Quinn had not formulated the thought in so many words; nevertheless, the notion was there and probably had been there since that first visit by the Jefferson County police: David would not be laid to rest next to their parents until his killers had names. He wondered if Rabbi Stien would understand: in his note he had spoken about Quinn’s courage, resilience, and inner strength. Quinn knew he had resilience, knew that now for sure if he hadn’t known it before. The other two he wasn’t sure about; he could still taste the fear as he tried to free Madison’s godson from his cage and the relief as Jack held his hand, tethering him to this world, when all about him was darkness.
Maybe resilience was enough to get him through this, he thought—resilience and rage. Rabbi Stien might favor one over the other, but Quinn recognized that he needed both, and for most tasks, you use what you have at hand.
Chapter 19
July 4, 1985. John Cameron, twelve, lies down on the backseat of his father’s car. His legs are stretched out, and his feet, in his cherished red Converse sneakers, rest against the rolled-up windowpane. From that position he can see the sky and the wisps of clouds that foretell another hot July day—as if they haven’t had enough of those this year. It makes the journey more interesting than sitting up, even though his mother will tell him off and get him to “sit properly” as soon as she notices.
They are driving to the Locke estate, outside Seattle and somewhere east, where they will spend the Fourth of July with friends—running around in the wooded grounds, cooling off in the pool, and stuffing themselves with barbecue. Heaven. Though all that would be only the prelude to the highlight of the day: the fireworks over the lake. Jimmy and David would be there too, of course, which was good, as well as Bobby Locke, which was less good—he was in their year in junior high, and no one could stand him. Hopefully there would be enough people around that they could lose him and do their thing. The fact that it was Bobby’s house they were going to and his pool they would dive into took the edge off Jack’s delight a little but not too much. There was a gloss to the day that made you feel as if every atom in Creation had been polished to a shine, like his father used to say—and he felt generous, even toward a ratty little sneak like Bobby Locke.
“Jack, sit up straight, honey.”
“Yes, Mom.”
His father is a fast driver, and they’re making good time. Jack sits up and leans his cheek against the glass pane, keeps an eye on his Casio wristwatch, and practices holding his breath like a swimmer underwater.
Nathan Quinn, twenty, wakes up in his bedroom, and it takes him a second to realize where he is. All summer he’s been slaving away as an intern at a law firm in Boston, and he arrived back home in Seattle only yesterday.
His old bedroom seems hopelessly childish to him this morning, and—still not entirely awake—he resolves to take down his Springsteen poster and replace it with a CND one. When he graduates, he will apply to Harvard Law, and this internship—making coffee and carrying files for divorce lawyers in suede slip-ons—will seem like a distant nightmare.

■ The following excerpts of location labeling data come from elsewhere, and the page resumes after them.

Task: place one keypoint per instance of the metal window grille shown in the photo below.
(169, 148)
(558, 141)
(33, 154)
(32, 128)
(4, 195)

“Don’t they pay you enough for a haircut?” his father had asked him last night, his tone gentler than the words.
“I like the curls,” his mother had said simply.
The internship paid hardly anything, but it looked good on the résumé, and, anyway, it had paid enough for David’s present. The silly kid had practically squealed with joy when Nathan had given him a 35mm Nikon camera. It still made Nathan smile: he had felt grown-up then and his brother, seven years younger, impossibly young. He had spent hours showing him how to use the aperture and the zoom. It had been a long time since they had spent any time together; David was growing up, and Nathan was missing it, coming home from college or his summer jobs and driving off to see his friends, just about saying hello and good-bye to the little kid who had trailed behind him as soon as he had started to walk.